Wie ein Schutz legt sich das Übrige um diese Stelle, wie ein Tor, das Tor einer Kathedrale aus einer Schicht, die sich verselbstständigt hat durch Wind, Feuchtigkeit und Hitze. Wir können die Prozesse einer fortschreitenden Verwitterung in den Fotografien mit erleben, Robert Baumgärtel ist der Dramaturg, der sie in Szene setzt. Die Fotografien erreichen uns als Betrachtende, weil viele Stellen uns an etwas erinnern mögen, an eine große rote Wunde, an die Intensität von großen Glücksmomenten, an magische Momente bedeutungsvoller Entdeckungen. Sie rühren aber auch an die Trauer über den Verlust einer Eigenschaft oder einer Person, die mit uns wie in einer Schicht verwachsen war, zu unserer Geschichte gehörte. Und so lösen seine Fotografien ganz unterschiedliche Reaktionen aus: Neugier, Faszination, aber auch Abwehr und leises Erschrecken.
 
Proust schließt seine Suche nach der verlorenen Zeit nach viertausendeinhundertfünfundachtzig Seiten mit zwei Sätzen, die man auf literarischer Ebene als eine ROSTgeSCHICHTE lesen könnte: “Es kam mir nicht so vor, als werde ich stark genug sein, noch lange die Vergangenheit bei mir festzuhalten, die nun schon so weit hinunterreichte.
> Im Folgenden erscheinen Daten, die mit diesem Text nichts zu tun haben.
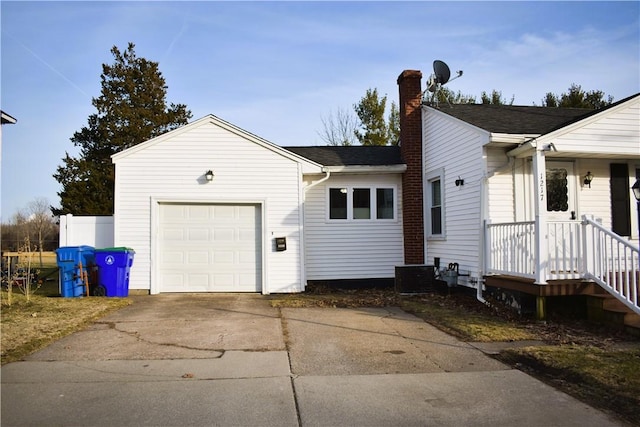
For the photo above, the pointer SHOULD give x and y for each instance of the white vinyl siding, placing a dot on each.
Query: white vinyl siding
(172, 168)
(613, 133)
(455, 148)
(500, 188)
(351, 249)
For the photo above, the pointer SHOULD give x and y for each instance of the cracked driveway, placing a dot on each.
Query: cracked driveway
(233, 360)
(172, 326)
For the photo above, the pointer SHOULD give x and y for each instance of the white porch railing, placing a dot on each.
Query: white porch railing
(576, 250)
(611, 262)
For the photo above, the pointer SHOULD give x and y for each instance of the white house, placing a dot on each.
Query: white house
(529, 198)
(210, 207)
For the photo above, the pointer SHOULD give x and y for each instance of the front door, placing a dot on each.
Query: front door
(561, 209)
(561, 191)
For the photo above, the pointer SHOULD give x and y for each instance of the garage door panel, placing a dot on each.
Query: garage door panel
(172, 234)
(196, 234)
(199, 258)
(210, 248)
(223, 235)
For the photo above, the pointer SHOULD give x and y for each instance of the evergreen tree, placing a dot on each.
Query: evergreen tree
(375, 128)
(577, 98)
(131, 109)
(495, 98)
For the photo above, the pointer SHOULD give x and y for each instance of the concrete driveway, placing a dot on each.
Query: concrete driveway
(232, 360)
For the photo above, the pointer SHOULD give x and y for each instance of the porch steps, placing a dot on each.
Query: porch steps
(606, 308)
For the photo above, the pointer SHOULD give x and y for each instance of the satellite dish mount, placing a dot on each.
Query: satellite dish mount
(441, 75)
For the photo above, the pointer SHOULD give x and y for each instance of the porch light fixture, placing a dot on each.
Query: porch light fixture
(636, 189)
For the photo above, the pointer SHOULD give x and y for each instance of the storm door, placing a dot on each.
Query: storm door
(564, 232)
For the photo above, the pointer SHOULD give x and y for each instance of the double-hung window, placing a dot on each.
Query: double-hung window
(362, 203)
(434, 205)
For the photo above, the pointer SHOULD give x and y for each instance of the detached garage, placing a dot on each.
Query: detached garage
(203, 205)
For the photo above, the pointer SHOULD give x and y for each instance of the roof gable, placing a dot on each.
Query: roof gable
(360, 155)
(211, 119)
(509, 119)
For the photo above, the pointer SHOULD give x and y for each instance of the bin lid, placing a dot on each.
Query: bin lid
(117, 249)
(75, 248)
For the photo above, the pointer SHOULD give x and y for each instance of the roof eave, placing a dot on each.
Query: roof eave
(367, 169)
(510, 138)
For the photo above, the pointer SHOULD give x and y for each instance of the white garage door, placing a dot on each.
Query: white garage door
(209, 248)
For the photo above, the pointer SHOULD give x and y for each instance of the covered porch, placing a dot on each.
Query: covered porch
(546, 256)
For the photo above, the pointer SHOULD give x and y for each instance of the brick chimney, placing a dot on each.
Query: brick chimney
(409, 83)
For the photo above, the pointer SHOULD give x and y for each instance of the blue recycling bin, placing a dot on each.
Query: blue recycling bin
(74, 262)
(114, 265)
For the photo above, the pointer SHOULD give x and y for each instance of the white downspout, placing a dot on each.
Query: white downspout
(326, 177)
(484, 184)
(540, 209)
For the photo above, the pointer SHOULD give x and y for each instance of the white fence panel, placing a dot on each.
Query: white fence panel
(96, 231)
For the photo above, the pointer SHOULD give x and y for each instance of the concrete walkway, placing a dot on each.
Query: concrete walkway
(232, 360)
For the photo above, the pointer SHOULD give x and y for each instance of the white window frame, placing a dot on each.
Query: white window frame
(430, 177)
(373, 203)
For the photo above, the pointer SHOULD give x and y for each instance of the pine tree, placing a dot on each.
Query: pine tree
(131, 109)
(375, 129)
(576, 97)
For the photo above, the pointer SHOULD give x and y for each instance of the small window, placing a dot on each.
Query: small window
(434, 205)
(338, 203)
(384, 203)
(361, 203)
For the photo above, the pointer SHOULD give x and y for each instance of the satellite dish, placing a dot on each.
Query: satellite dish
(441, 75)
(441, 71)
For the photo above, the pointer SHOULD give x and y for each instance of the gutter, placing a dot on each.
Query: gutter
(313, 184)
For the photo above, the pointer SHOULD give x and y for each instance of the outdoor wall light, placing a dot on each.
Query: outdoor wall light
(636, 189)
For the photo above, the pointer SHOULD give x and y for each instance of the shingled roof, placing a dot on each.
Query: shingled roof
(515, 119)
(359, 155)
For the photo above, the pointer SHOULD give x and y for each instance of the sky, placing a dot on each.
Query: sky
(276, 69)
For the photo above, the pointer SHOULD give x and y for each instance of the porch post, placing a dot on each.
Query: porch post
(540, 207)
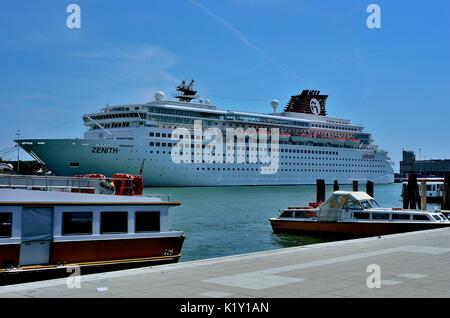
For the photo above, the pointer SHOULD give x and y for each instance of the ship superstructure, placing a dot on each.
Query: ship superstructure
(141, 138)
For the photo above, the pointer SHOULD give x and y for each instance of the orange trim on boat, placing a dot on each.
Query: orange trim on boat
(129, 260)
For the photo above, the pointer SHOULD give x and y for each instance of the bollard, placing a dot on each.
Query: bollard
(405, 196)
(320, 187)
(370, 188)
(446, 194)
(335, 186)
(423, 195)
(412, 190)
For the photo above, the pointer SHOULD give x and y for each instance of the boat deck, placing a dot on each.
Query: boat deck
(412, 265)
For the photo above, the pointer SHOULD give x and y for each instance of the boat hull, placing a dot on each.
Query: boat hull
(349, 229)
(69, 157)
(91, 257)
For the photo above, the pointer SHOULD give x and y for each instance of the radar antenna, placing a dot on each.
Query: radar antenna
(188, 92)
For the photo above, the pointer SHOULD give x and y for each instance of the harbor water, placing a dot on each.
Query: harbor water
(221, 221)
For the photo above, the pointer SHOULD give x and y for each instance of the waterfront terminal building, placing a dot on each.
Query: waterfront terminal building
(423, 168)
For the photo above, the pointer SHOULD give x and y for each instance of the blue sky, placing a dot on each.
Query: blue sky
(242, 53)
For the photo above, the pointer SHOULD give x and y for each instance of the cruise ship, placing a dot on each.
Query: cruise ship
(302, 144)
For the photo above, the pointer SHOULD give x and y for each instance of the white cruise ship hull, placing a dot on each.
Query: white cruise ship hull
(68, 157)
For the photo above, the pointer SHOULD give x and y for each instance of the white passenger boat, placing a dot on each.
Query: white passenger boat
(129, 138)
(355, 214)
(49, 230)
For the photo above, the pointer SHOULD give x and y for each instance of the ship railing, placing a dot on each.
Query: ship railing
(47, 183)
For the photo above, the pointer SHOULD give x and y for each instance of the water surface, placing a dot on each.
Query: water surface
(220, 221)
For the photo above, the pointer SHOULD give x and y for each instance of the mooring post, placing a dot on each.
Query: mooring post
(320, 186)
(370, 188)
(423, 195)
(405, 196)
(446, 194)
(335, 186)
(412, 190)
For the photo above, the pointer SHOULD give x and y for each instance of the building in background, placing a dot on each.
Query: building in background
(423, 168)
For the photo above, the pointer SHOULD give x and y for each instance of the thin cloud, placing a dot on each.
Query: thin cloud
(238, 34)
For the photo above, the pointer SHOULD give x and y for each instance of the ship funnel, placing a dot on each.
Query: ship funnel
(274, 103)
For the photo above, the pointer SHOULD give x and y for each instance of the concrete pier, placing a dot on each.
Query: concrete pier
(409, 265)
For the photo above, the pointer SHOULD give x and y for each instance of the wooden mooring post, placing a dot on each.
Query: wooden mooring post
(335, 186)
(412, 194)
(405, 196)
(320, 188)
(355, 185)
(370, 188)
(446, 194)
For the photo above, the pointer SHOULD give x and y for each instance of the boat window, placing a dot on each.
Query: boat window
(380, 216)
(419, 217)
(5, 224)
(400, 216)
(286, 214)
(361, 216)
(352, 205)
(374, 203)
(300, 215)
(77, 223)
(366, 205)
(114, 222)
(147, 221)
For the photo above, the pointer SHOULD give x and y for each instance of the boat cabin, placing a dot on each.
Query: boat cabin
(47, 228)
(345, 206)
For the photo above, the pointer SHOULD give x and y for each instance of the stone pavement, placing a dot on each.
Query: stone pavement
(410, 265)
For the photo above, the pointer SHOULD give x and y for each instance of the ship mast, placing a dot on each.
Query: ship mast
(187, 90)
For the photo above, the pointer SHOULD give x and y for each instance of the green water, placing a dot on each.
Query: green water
(222, 221)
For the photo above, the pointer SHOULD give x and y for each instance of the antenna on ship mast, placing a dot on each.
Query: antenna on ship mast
(187, 90)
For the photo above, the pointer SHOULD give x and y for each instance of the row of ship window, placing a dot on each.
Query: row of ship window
(112, 125)
(81, 223)
(244, 118)
(288, 170)
(300, 151)
(318, 152)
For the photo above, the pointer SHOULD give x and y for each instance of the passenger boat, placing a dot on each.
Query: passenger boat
(310, 144)
(48, 231)
(354, 214)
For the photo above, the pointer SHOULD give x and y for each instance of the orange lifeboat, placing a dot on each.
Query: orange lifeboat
(123, 184)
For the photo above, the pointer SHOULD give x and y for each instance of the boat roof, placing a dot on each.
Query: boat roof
(35, 197)
(356, 195)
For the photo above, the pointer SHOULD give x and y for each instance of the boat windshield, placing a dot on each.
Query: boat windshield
(368, 204)
(374, 203)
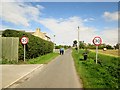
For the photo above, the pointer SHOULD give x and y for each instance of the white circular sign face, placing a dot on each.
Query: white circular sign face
(97, 41)
(24, 40)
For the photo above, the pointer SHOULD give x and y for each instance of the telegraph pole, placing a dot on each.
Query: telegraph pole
(54, 44)
(78, 39)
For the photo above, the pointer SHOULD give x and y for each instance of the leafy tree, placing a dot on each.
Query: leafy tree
(81, 44)
(75, 43)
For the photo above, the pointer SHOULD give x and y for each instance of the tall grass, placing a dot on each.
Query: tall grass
(105, 74)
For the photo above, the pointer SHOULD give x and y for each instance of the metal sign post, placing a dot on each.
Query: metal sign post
(24, 41)
(24, 52)
(97, 41)
(96, 53)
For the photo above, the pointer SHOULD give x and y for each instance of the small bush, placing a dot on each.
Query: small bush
(35, 47)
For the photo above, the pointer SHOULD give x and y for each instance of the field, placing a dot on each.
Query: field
(102, 75)
(115, 53)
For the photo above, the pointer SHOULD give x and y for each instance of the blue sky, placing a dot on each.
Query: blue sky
(63, 18)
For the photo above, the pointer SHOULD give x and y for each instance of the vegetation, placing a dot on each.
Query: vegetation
(35, 47)
(105, 74)
(114, 53)
(83, 45)
(59, 46)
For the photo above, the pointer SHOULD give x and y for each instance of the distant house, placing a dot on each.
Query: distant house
(40, 34)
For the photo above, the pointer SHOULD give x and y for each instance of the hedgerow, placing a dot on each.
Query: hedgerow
(35, 47)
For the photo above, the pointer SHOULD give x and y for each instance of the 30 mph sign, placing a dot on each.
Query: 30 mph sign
(24, 40)
(97, 41)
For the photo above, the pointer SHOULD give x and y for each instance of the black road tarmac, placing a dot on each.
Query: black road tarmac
(60, 73)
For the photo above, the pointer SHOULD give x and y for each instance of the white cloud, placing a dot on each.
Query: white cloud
(89, 19)
(110, 36)
(111, 16)
(19, 13)
(66, 29)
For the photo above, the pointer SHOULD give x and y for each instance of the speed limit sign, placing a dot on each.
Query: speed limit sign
(24, 40)
(97, 41)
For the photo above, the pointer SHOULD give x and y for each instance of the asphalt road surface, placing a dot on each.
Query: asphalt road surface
(60, 73)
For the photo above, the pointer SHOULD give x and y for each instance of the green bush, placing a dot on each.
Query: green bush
(35, 47)
(105, 74)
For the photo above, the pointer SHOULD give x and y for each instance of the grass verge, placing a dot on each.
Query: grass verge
(105, 74)
(43, 59)
(39, 60)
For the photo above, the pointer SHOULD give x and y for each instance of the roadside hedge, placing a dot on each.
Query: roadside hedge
(35, 47)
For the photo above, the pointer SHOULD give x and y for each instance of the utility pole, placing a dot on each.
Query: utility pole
(78, 39)
(54, 44)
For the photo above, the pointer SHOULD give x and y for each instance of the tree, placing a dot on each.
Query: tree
(81, 44)
(75, 43)
(109, 47)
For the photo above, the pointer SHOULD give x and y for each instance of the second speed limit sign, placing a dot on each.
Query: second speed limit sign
(24, 40)
(97, 41)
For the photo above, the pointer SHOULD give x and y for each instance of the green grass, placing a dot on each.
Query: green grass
(102, 75)
(39, 60)
(43, 59)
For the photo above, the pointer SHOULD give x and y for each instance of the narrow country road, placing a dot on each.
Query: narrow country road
(60, 73)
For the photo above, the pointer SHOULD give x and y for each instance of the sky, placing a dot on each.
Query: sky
(62, 20)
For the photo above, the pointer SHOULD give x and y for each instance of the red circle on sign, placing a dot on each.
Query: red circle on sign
(97, 41)
(24, 40)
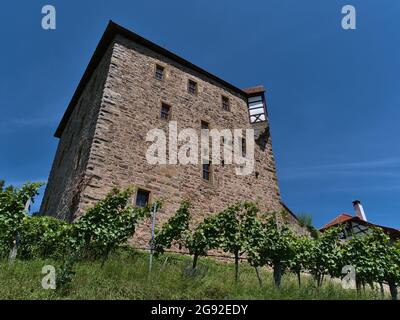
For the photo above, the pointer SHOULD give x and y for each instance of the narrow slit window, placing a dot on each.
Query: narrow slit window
(160, 72)
(142, 198)
(192, 87)
(205, 125)
(165, 111)
(207, 171)
(225, 103)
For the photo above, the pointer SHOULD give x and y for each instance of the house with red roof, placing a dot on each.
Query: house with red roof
(357, 224)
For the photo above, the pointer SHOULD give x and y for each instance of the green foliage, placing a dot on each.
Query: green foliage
(305, 221)
(205, 237)
(273, 247)
(44, 237)
(110, 223)
(12, 212)
(125, 277)
(302, 248)
(325, 256)
(238, 225)
(175, 230)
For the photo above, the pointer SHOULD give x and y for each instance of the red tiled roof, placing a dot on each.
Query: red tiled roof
(343, 217)
(255, 90)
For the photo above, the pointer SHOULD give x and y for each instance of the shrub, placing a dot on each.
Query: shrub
(44, 237)
(12, 212)
(110, 223)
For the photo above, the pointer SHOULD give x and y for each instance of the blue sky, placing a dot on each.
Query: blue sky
(333, 95)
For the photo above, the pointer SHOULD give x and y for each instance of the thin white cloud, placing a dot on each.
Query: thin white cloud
(388, 167)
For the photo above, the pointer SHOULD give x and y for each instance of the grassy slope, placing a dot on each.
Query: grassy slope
(124, 276)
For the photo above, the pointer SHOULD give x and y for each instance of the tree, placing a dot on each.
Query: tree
(273, 247)
(205, 237)
(392, 272)
(302, 248)
(325, 255)
(12, 212)
(305, 221)
(176, 231)
(108, 224)
(236, 225)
Wenigstens würde ich, wenn mir noch Kraft genug bliebe, um mein Werk zu vollenden, in ihm die Menschen (…) als Wesen beschreiben, die neben dem so beschränkten Anteil an Raum, der für sie ausgespart ist, einen im Gegensatz dazu unermesslich ausgedehnten Platz – da sie ja gleichzeitig wie Riesen, die in die Tiefe der Jahre getaucht, ganz weit auseinanderliegende Epochen streifen (…) - einnehmen in der ZEIT.“
 
Wir selbst also befinden uns in einem ständigen Wandlungsprozess – und was wir hier erleben in den Fotografien, ist etwas Utopisches, nämlich dass jeder Moment, wenn wir ihn mit Baumgärtelschen Augen betrachten, seine eigene Kraft, Faszination und vielleicht sogar Schönheit hat.